Personal information
- Born: September 24, 1997 (age 28) Fort Frances, Ontario. Canada

Sport
- Country: Canada
- Sport: Speed skating
- Event(s): 500 m, 1000 m

Medal record
Men's speed skating
Representing Canada
World Single Distance Championships
| Gold medal – first place | 2024 Calgary | Team sprint |
Four Continents Championships
| Gold medal – first place | 2024 Salt Lake City | Team sprint |
| Bronze medal – third place | 2025 Hachinohe | Team sprint |

= Anders Johnson (speed skater) =

Canadian speed skater (born 1997)

Anders Johnson (born September 24, 1997) is a Canadian speed skater.
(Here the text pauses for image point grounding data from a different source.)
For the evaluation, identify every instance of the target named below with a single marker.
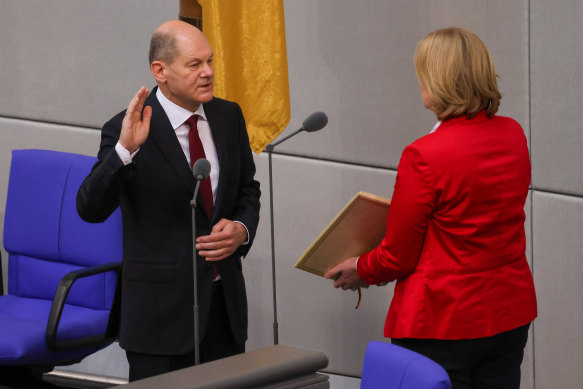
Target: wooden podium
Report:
(276, 366)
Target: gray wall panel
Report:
(354, 60)
(558, 271)
(76, 62)
(557, 81)
(311, 313)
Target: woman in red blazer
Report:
(455, 238)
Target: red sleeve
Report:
(412, 204)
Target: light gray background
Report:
(69, 65)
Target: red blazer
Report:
(455, 238)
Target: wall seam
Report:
(350, 163)
(529, 93)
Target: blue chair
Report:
(61, 303)
(389, 366)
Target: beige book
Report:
(358, 228)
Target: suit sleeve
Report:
(411, 207)
(247, 207)
(99, 193)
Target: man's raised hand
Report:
(135, 126)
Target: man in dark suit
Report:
(144, 166)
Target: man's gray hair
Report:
(163, 48)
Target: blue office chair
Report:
(62, 300)
(388, 366)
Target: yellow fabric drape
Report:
(250, 62)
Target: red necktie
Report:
(197, 152)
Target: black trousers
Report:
(484, 363)
(217, 343)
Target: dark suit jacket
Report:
(154, 193)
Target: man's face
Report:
(189, 78)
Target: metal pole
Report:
(195, 279)
(275, 325)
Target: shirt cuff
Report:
(246, 241)
(124, 154)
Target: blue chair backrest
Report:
(389, 366)
(46, 238)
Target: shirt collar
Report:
(435, 127)
(176, 114)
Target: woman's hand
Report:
(345, 275)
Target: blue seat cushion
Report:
(25, 319)
(390, 366)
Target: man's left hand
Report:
(225, 237)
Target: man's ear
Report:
(158, 69)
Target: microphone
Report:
(314, 122)
(201, 169)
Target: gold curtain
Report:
(250, 62)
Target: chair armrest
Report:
(59, 303)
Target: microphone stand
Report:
(195, 279)
(269, 148)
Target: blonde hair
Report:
(456, 69)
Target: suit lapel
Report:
(163, 135)
(219, 131)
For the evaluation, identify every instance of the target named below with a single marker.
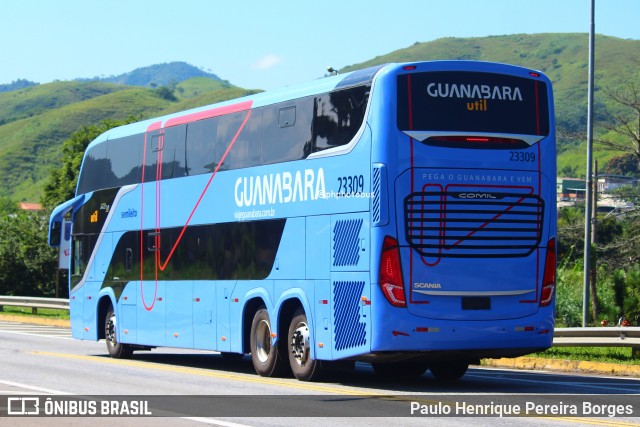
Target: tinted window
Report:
(472, 102)
(153, 146)
(173, 152)
(338, 116)
(286, 131)
(201, 141)
(228, 251)
(94, 169)
(245, 151)
(124, 160)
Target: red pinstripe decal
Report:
(207, 114)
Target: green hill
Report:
(35, 121)
(564, 59)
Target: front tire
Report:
(266, 358)
(303, 366)
(116, 349)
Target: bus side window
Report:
(286, 131)
(123, 155)
(245, 151)
(128, 259)
(94, 169)
(338, 116)
(173, 156)
(200, 146)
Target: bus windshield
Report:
(475, 102)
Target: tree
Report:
(626, 123)
(27, 263)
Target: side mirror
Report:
(55, 233)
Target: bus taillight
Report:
(391, 273)
(549, 278)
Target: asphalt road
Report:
(37, 361)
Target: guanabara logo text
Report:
(453, 90)
(281, 187)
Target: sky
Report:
(265, 44)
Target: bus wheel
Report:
(448, 371)
(303, 366)
(116, 349)
(266, 358)
(399, 369)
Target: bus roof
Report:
(322, 85)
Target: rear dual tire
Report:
(291, 353)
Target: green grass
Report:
(43, 313)
(592, 354)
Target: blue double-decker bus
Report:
(402, 215)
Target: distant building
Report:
(608, 183)
(33, 207)
(571, 188)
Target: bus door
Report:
(151, 304)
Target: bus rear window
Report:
(472, 102)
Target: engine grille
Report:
(473, 224)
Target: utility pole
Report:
(589, 183)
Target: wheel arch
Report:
(104, 303)
(250, 308)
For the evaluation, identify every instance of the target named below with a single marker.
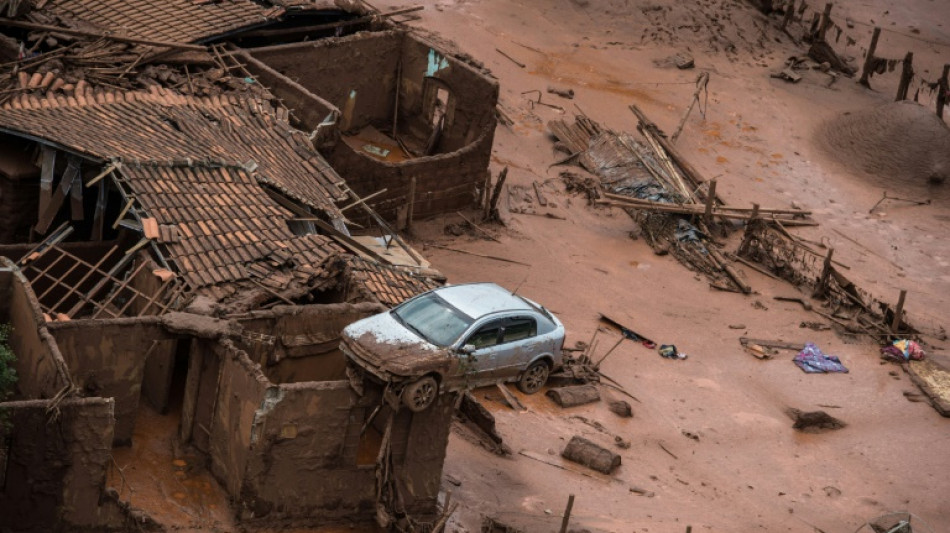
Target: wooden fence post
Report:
(907, 75)
(825, 23)
(869, 59)
(567, 514)
(943, 87)
(898, 311)
(412, 203)
(789, 12)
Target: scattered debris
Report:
(574, 395)
(643, 492)
(933, 378)
(620, 408)
(510, 398)
(669, 351)
(473, 413)
(563, 92)
(787, 75)
(591, 455)
(813, 361)
(491, 525)
(814, 421)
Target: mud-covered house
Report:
(183, 245)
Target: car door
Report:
(519, 339)
(477, 367)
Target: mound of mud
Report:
(900, 141)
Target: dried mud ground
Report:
(746, 469)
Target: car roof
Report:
(479, 299)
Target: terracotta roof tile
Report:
(189, 129)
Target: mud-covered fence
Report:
(817, 26)
(854, 310)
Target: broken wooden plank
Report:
(513, 402)
(4, 22)
(484, 256)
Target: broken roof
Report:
(219, 226)
(178, 21)
(388, 285)
(160, 126)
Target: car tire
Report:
(419, 395)
(534, 377)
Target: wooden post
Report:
(825, 273)
(492, 207)
(567, 514)
(789, 12)
(825, 23)
(907, 75)
(869, 59)
(412, 203)
(486, 196)
(898, 311)
(710, 201)
(701, 83)
(943, 88)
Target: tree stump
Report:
(586, 453)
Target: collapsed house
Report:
(184, 245)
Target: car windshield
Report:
(433, 319)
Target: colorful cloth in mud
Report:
(903, 350)
(811, 360)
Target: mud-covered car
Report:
(453, 338)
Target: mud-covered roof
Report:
(164, 127)
(479, 299)
(180, 21)
(218, 226)
(388, 285)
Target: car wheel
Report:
(420, 394)
(534, 377)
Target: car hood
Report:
(383, 343)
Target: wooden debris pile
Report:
(631, 172)
(851, 309)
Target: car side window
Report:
(519, 329)
(484, 337)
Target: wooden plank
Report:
(121, 287)
(92, 269)
(513, 402)
(349, 242)
(5, 22)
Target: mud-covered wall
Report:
(240, 393)
(307, 110)
(39, 364)
(56, 468)
(107, 358)
(19, 188)
(471, 94)
(305, 340)
(356, 73)
(419, 470)
(298, 465)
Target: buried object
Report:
(813, 421)
(574, 395)
(591, 455)
(455, 338)
(813, 361)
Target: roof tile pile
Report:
(162, 126)
(181, 21)
(388, 285)
(218, 226)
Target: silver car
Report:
(454, 338)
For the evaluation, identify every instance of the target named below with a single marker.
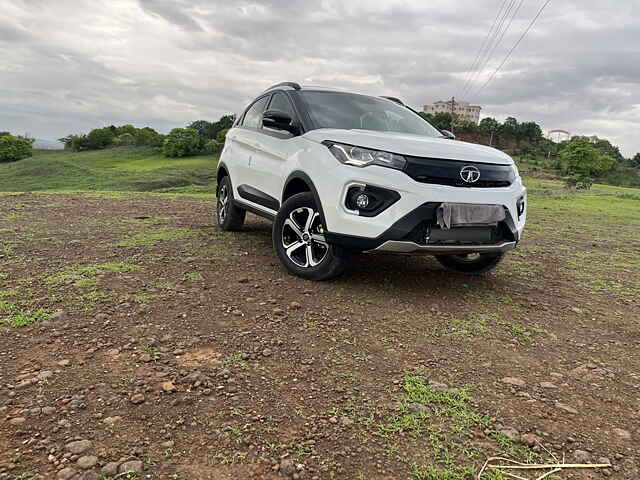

He competes primarily in the sprint distances of 500 m and 1000 m.

==Career==
Johnson took up speed skating at the age of 17 in Edmonton, Canada, having previously skated on hockey skates from early childhood and played hockey until Grade 12. At the 2024 World Single Distances Speed Skating Championships in Calgary, Johnson along with Laurent Dubreuil and Antoine Gélinas-Beaulieu, won the gold medal in the team sprint event, breaking the World record in the process. Earlier that season, the team would also win gold at the 2024 Four Continents Speed Skating Championships in Salt Lake City.
Anders to make his Olympic debut at the Milano Cortina 2026 Winter Games in the 500m and 1000m distances.

==Personal life==
Johnson is a Christian. Johnson's grandfather is Danny Johnson, a former hockey player who played in the NHL. Johnson attends Liberty University virtually studying Theology apologetics.